While the research facility described in the novel is fictional, the race to develop the bomb was very real, and Snow draws from actual history to craft this “quiet drama of intellectual inquiry” (Kirkus Reviews).
Homecomings
Readers first met Lewis Eliot’s troubled wife Sheila all the way back in Time of Hope. In Homecomings, we see their tumultuous marriage end in tragedy, as Sheila takes her own life. Devastated, Lewis tries to move on by throwing himself into his work at the Ministry, but when he meets Margaret, he sees a possibility for a new future.
There’s just one complication: Margaret already has a husband. “Impressive in its breadth and control” (Kirkus Reviews), Homecomings is a reminder of why Snow has been hailed as “an extremely shrewd observer of men and society” (Commentary).
The Conscience of the Rich
The seventh of Snow’s “Strangers and Brothers” books, The Conscience of the Rich is nonetheless the third in chronology, telling the story of a prominent and wealthy Jewish family prior to World War II.

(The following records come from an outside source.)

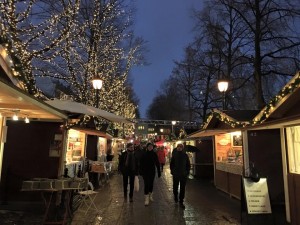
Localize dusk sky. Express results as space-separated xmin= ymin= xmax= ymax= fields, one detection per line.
xmin=131 ymin=0 xmax=202 ymax=118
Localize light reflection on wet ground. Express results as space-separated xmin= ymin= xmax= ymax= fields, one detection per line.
xmin=72 ymin=168 xmax=241 ymax=225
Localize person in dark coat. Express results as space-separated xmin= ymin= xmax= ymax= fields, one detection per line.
xmin=118 ymin=143 xmax=138 ymax=202
xmin=170 ymin=144 xmax=191 ymax=209
xmin=140 ymin=143 xmax=161 ymax=206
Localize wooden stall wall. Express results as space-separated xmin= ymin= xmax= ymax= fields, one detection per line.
xmin=248 ymin=129 xmax=285 ymax=206
xmin=195 ymin=138 xmax=214 ymax=180
xmin=86 ymin=135 xmax=98 ymax=161
xmin=288 ymin=174 xmax=300 ymax=225
xmin=0 ymin=120 xmax=62 ymax=203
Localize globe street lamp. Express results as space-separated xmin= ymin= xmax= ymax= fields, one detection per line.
xmin=172 ymin=121 xmax=176 ymax=134
xmin=218 ymin=80 xmax=229 ymax=110
xmin=92 ymin=77 xmax=103 ymax=108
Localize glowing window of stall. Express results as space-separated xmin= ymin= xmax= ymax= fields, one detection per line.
xmin=66 ymin=129 xmax=85 ymax=163
xmin=215 ymin=131 xmax=243 ymax=164
xmin=286 ymin=126 xmax=300 ymax=174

Even as Europe teeters on the precipice of war, schisms within the family drive a wedge between father and son in this “wise, beautifully controlled, and deeply moving novel” (New York Times Book Review) that remains one of Snow’s most beloved.
The Affair
The war is over and Lewis Eliot has settled into a new life in the aftermath of his wife’s tragic demise. Yet, all is not well. At his Cambridge college, a don has been dismissed for committing academic fraud.
Eliot, however, has reason to believe that the case is not so clear-cut as it at first appears, and as the school’s students, faculty, and alumni grow divided, he may have to step into a hornet’s nest in order to avoid a miscarriage of justice in this novel that is “only the latest evidence to confirm that [‘telling us the way things are’] is a job at which C. P. Snow excels” (Commentary).
Corridors of Power
One of Snow’s most enduring contributions to the language was the phrase “corridors of power,” first coined in Homecomings, which serves as the title for the ninth book in his “Strangers and Brothers” saga.

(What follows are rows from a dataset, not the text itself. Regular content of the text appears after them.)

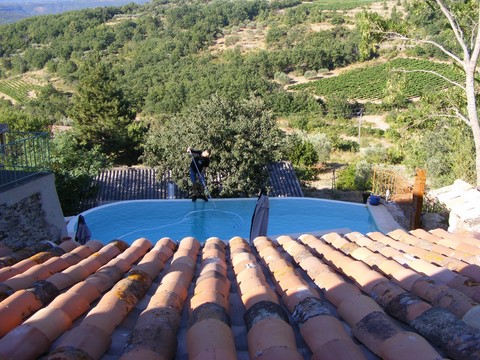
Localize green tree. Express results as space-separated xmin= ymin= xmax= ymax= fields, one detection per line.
xmin=71 ymin=58 xmax=141 ymax=164
xmin=308 ymin=133 xmax=332 ymax=164
xmin=50 ymin=132 xmax=109 ymax=216
xmin=369 ymin=0 xmax=480 ymax=186
xmin=143 ymin=95 xmax=284 ymax=197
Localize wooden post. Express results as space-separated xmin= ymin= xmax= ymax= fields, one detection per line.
xmin=411 ymin=169 xmax=427 ymax=230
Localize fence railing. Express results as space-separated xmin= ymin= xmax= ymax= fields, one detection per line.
xmin=0 ymin=131 xmax=50 ymax=188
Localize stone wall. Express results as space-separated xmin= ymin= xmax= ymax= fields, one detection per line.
xmin=0 ymin=174 xmax=67 ymax=251
xmin=429 ymin=179 xmax=480 ymax=237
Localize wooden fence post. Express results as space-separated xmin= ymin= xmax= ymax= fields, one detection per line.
xmin=411 ymin=169 xmax=427 ymax=230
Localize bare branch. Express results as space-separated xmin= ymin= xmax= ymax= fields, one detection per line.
xmin=470 ymin=8 xmax=480 ymax=64
xmin=393 ymin=69 xmax=466 ymax=91
xmin=386 ymin=32 xmax=464 ymax=64
xmin=435 ymin=0 xmax=470 ymax=59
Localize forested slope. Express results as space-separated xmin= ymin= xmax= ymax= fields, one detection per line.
xmin=0 ymin=0 xmax=471 ymax=214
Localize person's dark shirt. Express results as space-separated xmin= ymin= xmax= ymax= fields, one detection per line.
xmin=190 ymin=150 xmax=210 ymax=173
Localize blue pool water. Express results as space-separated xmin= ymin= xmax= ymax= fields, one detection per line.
xmin=68 ymin=198 xmax=378 ymax=244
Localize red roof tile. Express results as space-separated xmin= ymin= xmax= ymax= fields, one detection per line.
xmin=0 ymin=230 xmax=480 ymax=360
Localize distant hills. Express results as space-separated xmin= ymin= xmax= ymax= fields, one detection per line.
xmin=0 ymin=0 xmax=149 ymax=24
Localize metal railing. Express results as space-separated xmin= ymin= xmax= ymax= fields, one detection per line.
xmin=0 ymin=131 xmax=51 ymax=188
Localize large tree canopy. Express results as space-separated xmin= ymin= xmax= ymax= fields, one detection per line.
xmin=362 ymin=0 xmax=480 ymax=186
xmin=144 ymin=95 xmax=285 ymax=197
xmin=71 ymin=57 xmax=139 ymax=164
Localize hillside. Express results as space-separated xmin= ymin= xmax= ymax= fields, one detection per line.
xmin=0 ymin=0 xmax=149 ymax=24
xmin=0 ymin=0 xmax=471 ymax=202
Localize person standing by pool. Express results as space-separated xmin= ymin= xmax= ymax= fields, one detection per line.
xmin=187 ymin=146 xmax=210 ymax=201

In “a sound reading of the political, moral, and ideological temper of the times” (Kirkus Reviews), Corridors of Power follows an ambitious cabinet minister whose strong opinions about the Cold War are endangered by his susceptibility to blackmail—leading to one of Snow’s most memorable books.
The Sleep of Reason
An aging and semi-retired Lewis Eliot returns to the hometown of his boyhood and becomes embroiled in a monstrous child murder case in this novel of “clarity and perceptiveness” (The Atlantic) as both Snow and his narrator seek to understand an England that is gripped by the drastic social upheavals of the 1960s.

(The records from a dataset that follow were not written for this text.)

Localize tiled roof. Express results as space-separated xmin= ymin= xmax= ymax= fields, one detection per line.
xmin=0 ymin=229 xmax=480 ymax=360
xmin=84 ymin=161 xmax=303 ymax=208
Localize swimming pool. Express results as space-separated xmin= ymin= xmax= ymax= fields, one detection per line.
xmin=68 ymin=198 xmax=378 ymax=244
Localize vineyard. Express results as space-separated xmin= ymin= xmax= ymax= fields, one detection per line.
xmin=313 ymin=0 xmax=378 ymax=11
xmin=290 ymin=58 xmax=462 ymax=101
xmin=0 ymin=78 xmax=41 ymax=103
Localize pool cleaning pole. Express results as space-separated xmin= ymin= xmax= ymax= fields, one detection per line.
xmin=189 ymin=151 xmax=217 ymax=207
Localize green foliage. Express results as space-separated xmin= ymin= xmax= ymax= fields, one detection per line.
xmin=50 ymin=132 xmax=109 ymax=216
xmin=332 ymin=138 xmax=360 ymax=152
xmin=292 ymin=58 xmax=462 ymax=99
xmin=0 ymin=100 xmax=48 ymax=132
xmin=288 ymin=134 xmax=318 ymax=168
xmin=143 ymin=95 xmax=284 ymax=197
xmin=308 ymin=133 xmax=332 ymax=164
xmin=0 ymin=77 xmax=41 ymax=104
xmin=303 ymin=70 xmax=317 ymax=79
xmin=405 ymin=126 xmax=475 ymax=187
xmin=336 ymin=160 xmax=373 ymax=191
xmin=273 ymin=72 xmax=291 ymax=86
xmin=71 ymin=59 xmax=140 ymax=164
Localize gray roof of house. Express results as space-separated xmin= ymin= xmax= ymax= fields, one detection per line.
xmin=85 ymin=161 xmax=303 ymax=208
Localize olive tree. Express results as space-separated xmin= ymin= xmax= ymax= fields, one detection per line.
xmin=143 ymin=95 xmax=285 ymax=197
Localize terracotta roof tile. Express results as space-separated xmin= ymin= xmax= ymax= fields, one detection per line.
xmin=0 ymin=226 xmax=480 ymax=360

Read it to see why Queen’s Quarterly raved that Snow “looks at the social condition so that he can see better the human condition.”
Last Things
Looking back at Snow’s considerable literary career, Time magazine observed that “Snow’s respectable achievement has been to make honest drama out of the undramatic stuff of compromise.”
That’s an epitaph that feels particularly apt for the last of the Strangers and Brothers novels, which sees Lewis Eliot reflecting on the life that he has lived, and looking toward a future that will be lived by his adult son, who is part of a generation that he struggles to understand.